Texas Flag Company, Dixie Flags, Says No More Confederate Flags

Dixie Flags San Antonio
Pete Van de Putte and daughters. Photo: Dixie Flag Website

With a name like Dixie Flags, you might think the San Antonio-based business would be the last place on earth that would banish Confederate flags — you would be wrong.

After 57 years in a business started by his parents, Pete Van de Putte said that Dixie Flag will no longer make or sell the Confederate battle flag.

In an interview with the San Antonio Express-News this week, Van de Putte says that in conversations with manufacturers and suppliers, they have all decided to stop making or shipping the controversial flag.

“My official opinion is now that it is an offensive item and we will not sell it,” Pete Van de Putte said. “The industry opinion changed and I’m part of the industry. So, I won’t sell the flag.”

Just to make the record clear, Pete Van de Putte is the husband of former Texas State Senator Liticia Van de Putte, most recently a candidate for Mayor of San Antonio and for Texas Lieutenant Governor.
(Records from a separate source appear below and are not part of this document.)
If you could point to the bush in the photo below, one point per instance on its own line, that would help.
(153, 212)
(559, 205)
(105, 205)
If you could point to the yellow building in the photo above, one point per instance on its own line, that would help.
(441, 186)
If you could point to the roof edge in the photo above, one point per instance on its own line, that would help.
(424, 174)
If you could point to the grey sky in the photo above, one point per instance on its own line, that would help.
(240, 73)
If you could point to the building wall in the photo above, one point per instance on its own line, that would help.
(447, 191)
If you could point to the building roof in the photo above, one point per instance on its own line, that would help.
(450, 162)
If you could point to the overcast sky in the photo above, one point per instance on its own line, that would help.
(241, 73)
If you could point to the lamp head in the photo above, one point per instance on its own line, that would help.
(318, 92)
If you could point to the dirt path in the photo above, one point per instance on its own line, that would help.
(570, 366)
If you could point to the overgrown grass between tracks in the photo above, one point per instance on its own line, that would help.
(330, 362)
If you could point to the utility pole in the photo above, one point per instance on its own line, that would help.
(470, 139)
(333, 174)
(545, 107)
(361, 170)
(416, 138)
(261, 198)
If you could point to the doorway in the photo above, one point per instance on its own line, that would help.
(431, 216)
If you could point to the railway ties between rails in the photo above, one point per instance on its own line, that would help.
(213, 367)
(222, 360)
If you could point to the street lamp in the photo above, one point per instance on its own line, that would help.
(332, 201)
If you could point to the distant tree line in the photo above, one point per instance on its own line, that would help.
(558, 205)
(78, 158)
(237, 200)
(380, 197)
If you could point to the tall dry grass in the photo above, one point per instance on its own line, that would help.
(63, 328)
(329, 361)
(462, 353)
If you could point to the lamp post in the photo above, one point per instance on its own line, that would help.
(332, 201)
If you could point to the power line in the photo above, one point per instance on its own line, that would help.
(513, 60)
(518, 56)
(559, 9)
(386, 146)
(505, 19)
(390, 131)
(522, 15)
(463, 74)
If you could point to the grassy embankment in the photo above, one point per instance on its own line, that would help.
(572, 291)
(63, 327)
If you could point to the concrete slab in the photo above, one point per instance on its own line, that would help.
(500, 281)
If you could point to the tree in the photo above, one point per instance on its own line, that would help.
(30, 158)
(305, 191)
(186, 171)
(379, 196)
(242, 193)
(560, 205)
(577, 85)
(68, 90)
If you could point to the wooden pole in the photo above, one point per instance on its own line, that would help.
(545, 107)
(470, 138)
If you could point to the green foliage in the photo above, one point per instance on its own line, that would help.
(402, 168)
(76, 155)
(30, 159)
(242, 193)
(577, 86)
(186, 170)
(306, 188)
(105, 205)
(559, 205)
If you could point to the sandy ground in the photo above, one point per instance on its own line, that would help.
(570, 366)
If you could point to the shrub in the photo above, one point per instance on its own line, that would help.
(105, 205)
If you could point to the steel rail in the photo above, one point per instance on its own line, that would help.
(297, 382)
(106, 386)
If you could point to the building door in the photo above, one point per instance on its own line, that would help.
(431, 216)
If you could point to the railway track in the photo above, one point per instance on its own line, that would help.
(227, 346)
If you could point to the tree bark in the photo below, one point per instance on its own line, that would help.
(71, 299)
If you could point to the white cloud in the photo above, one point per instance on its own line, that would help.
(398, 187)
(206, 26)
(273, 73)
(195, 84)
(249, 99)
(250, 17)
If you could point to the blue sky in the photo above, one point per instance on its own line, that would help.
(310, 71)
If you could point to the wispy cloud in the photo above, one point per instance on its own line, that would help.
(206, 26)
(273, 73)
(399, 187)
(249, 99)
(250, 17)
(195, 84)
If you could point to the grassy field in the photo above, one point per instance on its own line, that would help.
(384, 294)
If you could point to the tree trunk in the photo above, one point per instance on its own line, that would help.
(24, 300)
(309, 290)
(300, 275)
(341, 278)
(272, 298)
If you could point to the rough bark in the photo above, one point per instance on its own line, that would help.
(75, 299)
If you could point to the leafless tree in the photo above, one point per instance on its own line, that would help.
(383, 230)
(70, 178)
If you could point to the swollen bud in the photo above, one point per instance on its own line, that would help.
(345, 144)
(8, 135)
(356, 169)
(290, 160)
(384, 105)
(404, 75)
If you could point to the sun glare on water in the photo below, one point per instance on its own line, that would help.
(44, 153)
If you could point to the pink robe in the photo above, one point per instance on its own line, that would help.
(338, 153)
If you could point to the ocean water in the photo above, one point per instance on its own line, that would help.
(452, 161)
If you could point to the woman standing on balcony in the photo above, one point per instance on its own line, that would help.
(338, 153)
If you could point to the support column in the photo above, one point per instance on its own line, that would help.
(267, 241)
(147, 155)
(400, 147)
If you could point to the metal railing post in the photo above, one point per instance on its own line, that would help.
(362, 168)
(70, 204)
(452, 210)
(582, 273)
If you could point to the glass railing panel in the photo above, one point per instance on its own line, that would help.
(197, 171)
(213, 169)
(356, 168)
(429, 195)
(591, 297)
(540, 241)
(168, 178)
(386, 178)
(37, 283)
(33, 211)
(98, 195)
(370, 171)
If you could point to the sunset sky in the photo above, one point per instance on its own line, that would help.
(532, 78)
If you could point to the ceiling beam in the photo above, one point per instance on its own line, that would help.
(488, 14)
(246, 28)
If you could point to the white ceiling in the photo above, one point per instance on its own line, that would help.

After losing her race against Lt. Gov. Dan Patrick in November, she lost in the June 13th mayoral runoff election. Mrs. Van de Putte is not employed by her husband’s company nor does she have direct ownership.

The Dixie Flag website does show three other Confederate national flags, and Van de Putte said his company will continue to sell flags associated with the former Confederate States of America for historic reasons. “I just feel strongly this is a bona fide historic flag,” he said. Sales were running around two dozen flags per day in the first part of the week before his decision was made.

In a normal month, they sold less than a half dozen. He cited a recent order by an African-American man who requested the “biggest Confederate flag” the company had. He intended to burn the flag to teach a historic lesson to his daughter he said. “If we weren’t selling that flag, he wouldn’t have a flag to burn.”

When asked about the company’s name, he allows that his parents started the business in 1958, and the name comes from the area they serviced, Texas, Louisiana and Mississippi. “My dad didn’t have a racist bone in his body,” Mr. Van de Putte said.

And while bowing to societal pressure to stop the sale of the battle flag, Dixie Flags will continue to sell flags including the LGBT Rainbow flag, and national flags of Syria, North Korea and Israel. “That’s the business we’re in and many of the flags that we sell I’m sure someone could find offensive,” Pete Van de Putte said.

In an interview with the San Antonio Business Journal, Van de Putte added “We don’t need to promote symbols that divide, we need to promote symbols that unite people.”

Following the June 17th shooting in Charleston South Carolina,  EBay, Walmart, Amazon and Sears have halted the sale of all materials containing the Rebel “Stars and Bars” because of claims made it incited the violence. The groundswell has spread to the state capital in Montgomery, Alabama where Gov. Robert Bentley sent a work crew to take down four different Confederate flags on the grounds. This is the same capital where Jefferson Davis was sworn in as the first and only Confederate president on February 18th, 1861. The first Confederate national flag made its debut on March 4th, 1861.